Hi, Rob here. The plight of the missing airplane, Malaysian Airlines Flight MH370 has captivated the interest of the world over the last few weeks. In the state of Washington in the U.S.A, a massive mudslide has devastated a community and killed dozens if not more. Recently massacres have occurred in Iraq, Nigeria and Syria. Everyday we hear of evil acts like murder, abuse, fraud and rape. Even the natural world seems to have an evil streak: Earthquakes, tsunamis, eruptions, animal attacks and the like. When you add it all up you have to ask the questions: Is God really in charge, and if he is, does he know what he’s doing?
We can’t avoid these questions. At some stage we are all hit by suffering and the effects of evil upon us. What we believe about God in those moments is crucial to the life of our heart. If we believe that God did it to us and we make an agreement with that then you begin walking the long road of bitterness and resentment. Or we could believe that God is passive in the face of our suffering which turns us into fatalists who shrug our shoulders and walk through life in permanent disappointment – like Eeyore in Winnie-the Pooh. Or we could believe that God created free creatures and made a commitment to honour that freedom no matter what happens. This would lead us to conclude that the cosmos is at war between those who used that freedom by choosing to rebel against God and his goodness, and those who align themselves with God’s kingdom. As we examine scripture we would see that the writers agree with that conclusion. They also tell us something else; that God has acted decisively in the person of Jesus Christ, through his life, death, resurrection and ascension, to deal with evil, to consign it to a certain defeat and to guarantee that the kingdom of God will reign fully upon a restored creation.
Jesus shows us two ways for us to live in a world that is filled with all kinds of evil.
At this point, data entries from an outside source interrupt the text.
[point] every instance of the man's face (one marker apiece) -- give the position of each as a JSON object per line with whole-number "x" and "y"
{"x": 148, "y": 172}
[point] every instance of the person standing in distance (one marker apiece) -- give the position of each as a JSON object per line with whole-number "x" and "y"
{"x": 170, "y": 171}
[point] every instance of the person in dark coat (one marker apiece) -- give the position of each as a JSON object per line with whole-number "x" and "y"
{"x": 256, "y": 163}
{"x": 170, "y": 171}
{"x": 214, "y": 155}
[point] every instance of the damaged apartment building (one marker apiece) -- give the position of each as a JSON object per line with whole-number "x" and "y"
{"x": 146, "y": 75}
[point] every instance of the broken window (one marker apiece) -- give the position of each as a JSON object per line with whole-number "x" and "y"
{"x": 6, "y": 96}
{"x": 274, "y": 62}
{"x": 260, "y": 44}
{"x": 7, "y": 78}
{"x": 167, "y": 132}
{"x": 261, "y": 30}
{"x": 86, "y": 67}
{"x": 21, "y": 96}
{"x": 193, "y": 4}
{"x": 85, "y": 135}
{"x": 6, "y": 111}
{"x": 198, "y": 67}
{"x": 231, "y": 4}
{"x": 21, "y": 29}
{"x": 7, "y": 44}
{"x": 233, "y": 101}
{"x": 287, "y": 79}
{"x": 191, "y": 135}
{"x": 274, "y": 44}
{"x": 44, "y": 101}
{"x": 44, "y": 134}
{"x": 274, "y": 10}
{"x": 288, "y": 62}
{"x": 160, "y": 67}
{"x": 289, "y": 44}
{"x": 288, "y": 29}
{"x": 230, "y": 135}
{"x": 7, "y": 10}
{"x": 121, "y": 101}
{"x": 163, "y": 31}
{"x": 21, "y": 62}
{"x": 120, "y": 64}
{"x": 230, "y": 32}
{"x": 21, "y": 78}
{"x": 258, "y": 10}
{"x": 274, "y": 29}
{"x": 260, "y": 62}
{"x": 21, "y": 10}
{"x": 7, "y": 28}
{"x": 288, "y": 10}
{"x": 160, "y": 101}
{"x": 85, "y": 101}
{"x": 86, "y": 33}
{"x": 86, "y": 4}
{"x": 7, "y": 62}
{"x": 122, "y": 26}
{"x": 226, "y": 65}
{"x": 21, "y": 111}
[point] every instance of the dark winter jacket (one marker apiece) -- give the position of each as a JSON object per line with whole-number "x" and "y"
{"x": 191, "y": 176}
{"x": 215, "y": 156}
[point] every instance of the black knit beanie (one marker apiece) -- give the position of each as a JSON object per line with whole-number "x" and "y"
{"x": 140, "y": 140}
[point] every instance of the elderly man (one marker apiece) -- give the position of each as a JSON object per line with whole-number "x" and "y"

One is to fight and the other is to hope. Jesus confronted evil. He cast out demons, he corrected Pharisees, he preached the kingdom, he fed the hungry and healed the sick. He didn’t just fight against what was wrong; he fought for what was good. Sometimes he showed anger. Sometimes he used a loud, commanding voice and at other times he confronted evil publicly. Other times though, he was calm, quiet, private and humble. It depended on what achieved the most good at the time. So we are invited to pray for healing and freedom, ask people to sign petitions against acts of injustice, advocate for the poor and the powerless, protest evil acts, testify in court against criminals and so on. But we remember that the defeat of evil began with a cross where Jesus took upon himself all the evil of the world, past, present and future, absorbed it and put it to death. By becoming powerless, he rendered evil ultimately powerless. The resurrection vindicated what happened on the cross and proved that evil does not have the final say. It won’t win, can’t win. God wins, life wins, the kingdom will come fully.
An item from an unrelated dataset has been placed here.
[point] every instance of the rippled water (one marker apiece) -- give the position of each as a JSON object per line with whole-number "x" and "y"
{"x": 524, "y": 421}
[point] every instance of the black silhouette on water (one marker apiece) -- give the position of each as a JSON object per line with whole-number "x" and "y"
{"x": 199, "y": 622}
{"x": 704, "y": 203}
That brings us to hope. Jesus preached the good news of the kingdom of God. He assured us that God reigns, he is still in charge and if we will trust him, we will share in that victory. We need to believe that the coming kingdoms glory will not just outweigh the sufferings of this world, but will fully enter us and make the past like a fading dream. In the words of Paul, who suffered immensely for the sake of Christ:
Therefore we do not lose heart. Though outwardly we are wasting away, yet inwardly we are being renewed day by day. For our light and momentary troubles are achieving for us an eternal glory that far outweighs them all. So we fix our eyes not on what is seen, but on what is unseen, since what is seen is temporary, but what is unseen is eternal. (2 Corinthians 4:16-18)
This doesn’t minimise our suffering. God never does that. He honours it and in Christ suffers with us and brings redemption. But it is to emphasise the vital role of hope and the glory of the coming kingdom. In the words of Jesus in John 16: “Take heart. I have overcome the world.”